Ниссон Зелеранский - Мишка, Серёга и я
— Нет, — ответила Аня. — Я тебя позвала не для того, чтобы молчать.
— Может, ты начнешь?
— Начну, не беспокойся.
— Я не беспокоюсь. После твоего сегодняшнего выступления я уже ни о чем не беспокоюсь.
Мне хотелось, чтобы Аня почувствовала в моих словах скрытую угрозу.
— Кстати, на сегодняшнем собрании ты себя здорово показал.
— Чем же это?
— Тем, что молчал. Это было отвратительно.
— Давай, давай, — сказал я, рассеянно посматривая на верхушки деревьев.
— Ты молчал высокомерно, — сказала Аня. — Это все поняли.
— Пусть, — согласился я. Мне было приятно, что мое молчание расценили именно так. Никто не понял, что я был просто растерян.
— Значит, ты сам согласен, — торжествующе сказала Аня. — Ненавижу высокомерных.
— Пожалуйста, — сказал я, теряя терпение. — Ты позвала меня, чтобы ругаться?
Аня взглянула на меня и сейчас же опять опустила голову.
— Нет, — сказала она потом. — Я позвала тебя не для того, чтобы ругаться.
Несколько шагов мы шли молча. Вдруг Аня сказала нетерпеливо и словно набравшись решимости:
— Нам нужно расстаться, Гарик.
— Как? — спросил я растерянно. — Зачем?
— Затем. Я тебя больше не люблю.
— Почему? — глупо спросил я.
То, что Аня приняла такое решение, было для меня неожиданностью. Правда, я и сам иногда думал, что нам лучше расстаться. Но тут же отгонял эти мысли. Донжуанство недостойно порядочного человека.
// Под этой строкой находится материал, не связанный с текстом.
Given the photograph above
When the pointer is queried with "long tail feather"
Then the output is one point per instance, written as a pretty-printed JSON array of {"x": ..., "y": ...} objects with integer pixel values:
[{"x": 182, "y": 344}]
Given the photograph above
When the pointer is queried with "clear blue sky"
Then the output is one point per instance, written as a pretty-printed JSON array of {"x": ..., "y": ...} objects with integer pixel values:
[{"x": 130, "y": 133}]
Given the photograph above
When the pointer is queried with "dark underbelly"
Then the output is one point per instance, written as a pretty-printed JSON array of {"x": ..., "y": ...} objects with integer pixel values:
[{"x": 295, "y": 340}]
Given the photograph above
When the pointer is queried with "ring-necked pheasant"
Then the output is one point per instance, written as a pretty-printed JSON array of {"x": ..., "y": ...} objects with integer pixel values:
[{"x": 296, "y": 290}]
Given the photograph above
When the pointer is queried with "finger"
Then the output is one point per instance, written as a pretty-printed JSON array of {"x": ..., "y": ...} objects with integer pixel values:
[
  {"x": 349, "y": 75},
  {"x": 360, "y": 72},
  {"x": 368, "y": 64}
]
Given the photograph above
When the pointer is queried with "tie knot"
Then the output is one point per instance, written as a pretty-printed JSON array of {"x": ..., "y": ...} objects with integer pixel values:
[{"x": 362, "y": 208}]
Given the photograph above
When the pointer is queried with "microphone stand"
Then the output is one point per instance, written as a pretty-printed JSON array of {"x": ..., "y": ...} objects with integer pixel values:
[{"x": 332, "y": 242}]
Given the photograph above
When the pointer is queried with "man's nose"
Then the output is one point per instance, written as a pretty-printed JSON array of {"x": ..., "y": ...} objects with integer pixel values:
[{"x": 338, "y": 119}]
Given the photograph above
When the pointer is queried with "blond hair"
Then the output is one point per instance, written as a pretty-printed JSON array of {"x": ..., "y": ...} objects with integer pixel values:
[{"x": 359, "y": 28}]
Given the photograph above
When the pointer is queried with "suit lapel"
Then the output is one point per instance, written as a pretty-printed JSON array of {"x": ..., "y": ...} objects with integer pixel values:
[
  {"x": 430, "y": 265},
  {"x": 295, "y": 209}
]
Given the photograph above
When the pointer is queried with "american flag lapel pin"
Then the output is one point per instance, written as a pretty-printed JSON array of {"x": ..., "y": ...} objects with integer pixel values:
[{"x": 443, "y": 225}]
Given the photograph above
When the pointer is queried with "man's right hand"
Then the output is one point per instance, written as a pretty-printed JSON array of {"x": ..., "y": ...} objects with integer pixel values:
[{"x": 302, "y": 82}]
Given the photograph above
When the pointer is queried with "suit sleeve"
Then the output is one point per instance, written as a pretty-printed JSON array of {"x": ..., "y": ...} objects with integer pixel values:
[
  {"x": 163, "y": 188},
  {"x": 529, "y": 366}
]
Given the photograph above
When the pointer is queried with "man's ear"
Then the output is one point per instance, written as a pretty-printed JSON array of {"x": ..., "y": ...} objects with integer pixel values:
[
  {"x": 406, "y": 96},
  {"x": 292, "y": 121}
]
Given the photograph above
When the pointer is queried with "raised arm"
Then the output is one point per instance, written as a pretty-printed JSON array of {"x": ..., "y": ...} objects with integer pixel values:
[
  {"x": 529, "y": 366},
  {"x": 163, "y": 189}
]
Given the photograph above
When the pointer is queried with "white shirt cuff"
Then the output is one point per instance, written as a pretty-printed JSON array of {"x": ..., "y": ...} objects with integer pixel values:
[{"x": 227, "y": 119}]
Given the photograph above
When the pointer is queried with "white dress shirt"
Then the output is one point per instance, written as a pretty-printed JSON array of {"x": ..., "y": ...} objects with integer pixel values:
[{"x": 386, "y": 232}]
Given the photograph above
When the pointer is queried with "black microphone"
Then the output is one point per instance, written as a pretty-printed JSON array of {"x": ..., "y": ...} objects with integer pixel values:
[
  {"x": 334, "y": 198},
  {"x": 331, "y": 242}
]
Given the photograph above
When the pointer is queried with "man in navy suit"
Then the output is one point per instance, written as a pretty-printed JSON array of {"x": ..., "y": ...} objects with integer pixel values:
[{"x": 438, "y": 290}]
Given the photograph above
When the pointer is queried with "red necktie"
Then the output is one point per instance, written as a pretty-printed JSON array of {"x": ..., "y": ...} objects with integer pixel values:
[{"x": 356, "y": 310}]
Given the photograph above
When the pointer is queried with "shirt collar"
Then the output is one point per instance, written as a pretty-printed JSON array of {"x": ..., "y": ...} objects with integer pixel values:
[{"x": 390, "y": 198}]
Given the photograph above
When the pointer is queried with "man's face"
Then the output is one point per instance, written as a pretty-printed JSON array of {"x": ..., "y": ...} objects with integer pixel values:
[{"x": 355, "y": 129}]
Оказывается, Аня тоже думала, что нам нужно расстаться. Это было очень обидно.
— Как хочешь, — сказал я горько. — Как хочешь.
Но в ту же секунду я с неожиданной ясностью представил себе, что будет, если я уговорю Аню не расставаться. Опять начнутся скучные встречи, безрадостные поцелуи, после которых мне всегда становилось стыдно, но отказаться от которых я почему-то не мог. Опять придется отговариваться неотложными делами, когда ребята будут звать меня в кино или в клуб нашего спортивного общества. Надоело!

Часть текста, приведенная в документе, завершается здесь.